The initial structure for an 11-residue segment of A2AR (T224 to S234) was taken from PDB: 2YDO14. The V229C6.31 mutation and the conjugated dye were built with the molefacture plugin to VMD60. Parameters were constructed with the LigParGen web server61, supplemented with backbone parameters from cysteine and the C–C–S–C dihedral parameter from methionine. The dye's boron atom was replaced with a carbon atom to circumvent limitations of the LigParGen web server. No attempt was made to enforce boron-like geometry, though inaccuracies stemming from this simplification are likely minor due to regional rigidity. Three 2.5 μs simulations of this system were conducted in a cubic box with ~ 6000 water molecules and 100 mM excess KCl. To maintain helical structure throughout these simulations, residue restraints with force constants of 103 kJ/mol/nm2 were applied to all Cα atoms. To quantify the spatial separation of the dye from its protein attachment, distances, r, were measured from the modified cysteine Cβ atom to the center of geometry of non-hydrogen atoms in the dye's aromatic group (C1, C2, C4, C5, N1, C7, C8, N2, and B1, where B1 represents the boron that we modeled as carbon). Further details regarding these simulations can be found in the Supporting Information Sect. 3.

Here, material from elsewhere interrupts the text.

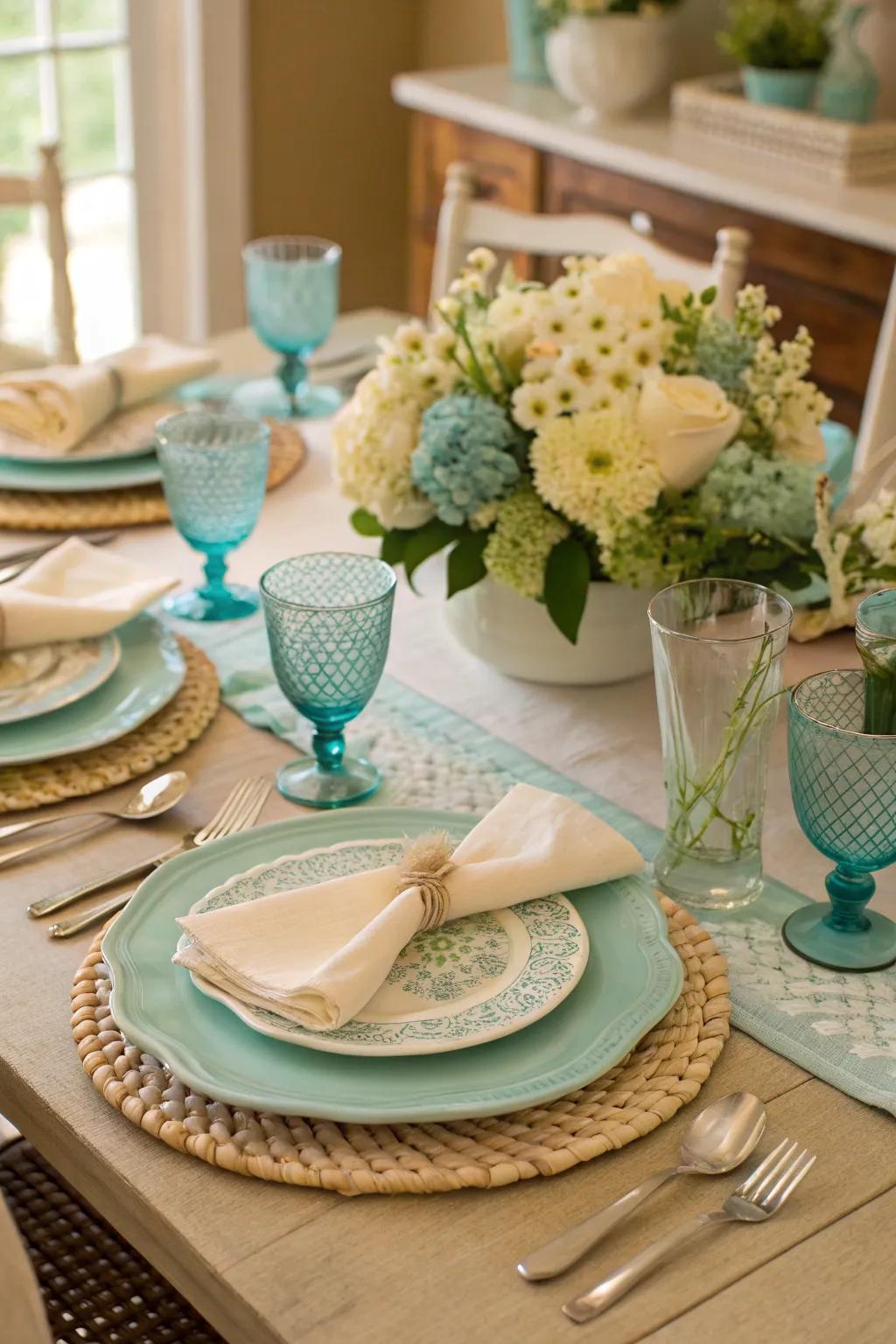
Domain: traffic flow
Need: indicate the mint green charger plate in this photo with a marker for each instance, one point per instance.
(83, 474)
(632, 980)
(150, 674)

Molecular dynamics simulations of A2AR

We conducted six MD simulations for each of seven different initial receptor configurations, which were obtained from crystal structures containing either the inverse agonist ZMA (PDBs: 3PWH and 4EIY)45,62, the endogenous agonist adenosine (PDB: 2YDO)14, the synthetic agonist UK-432097 (PDB: 3QAK)13, or the agonist N-ethyl-5′-carboxamido adenosine (NECA) and an engineered G protein (PDBs: 5G53 and 6GDG)48,63. We used both chains A and B from the 5G53 structure independently. None of our simulations included ligand, G protein, or receptor modifications employed for crystallization. However, the MD trajectories retained the global features of the starting structures while capturing distinct local dynamics on a sub-microsecond timescale. The simulated sequence was S6 to V307 (i.e., ΔM1-G5 and ΔL308-S412). Residue identifiers always corresponded to the receptor's full-length wild-type sequence (UNIPROT ID: P29274). The receptor was not glycosylated, all titratable residues were in their standard states for pH 7, and the protein backbone termini were zwitterionic. Further details regarding the MD simulations can be found in the Supporting Information Sect. 3.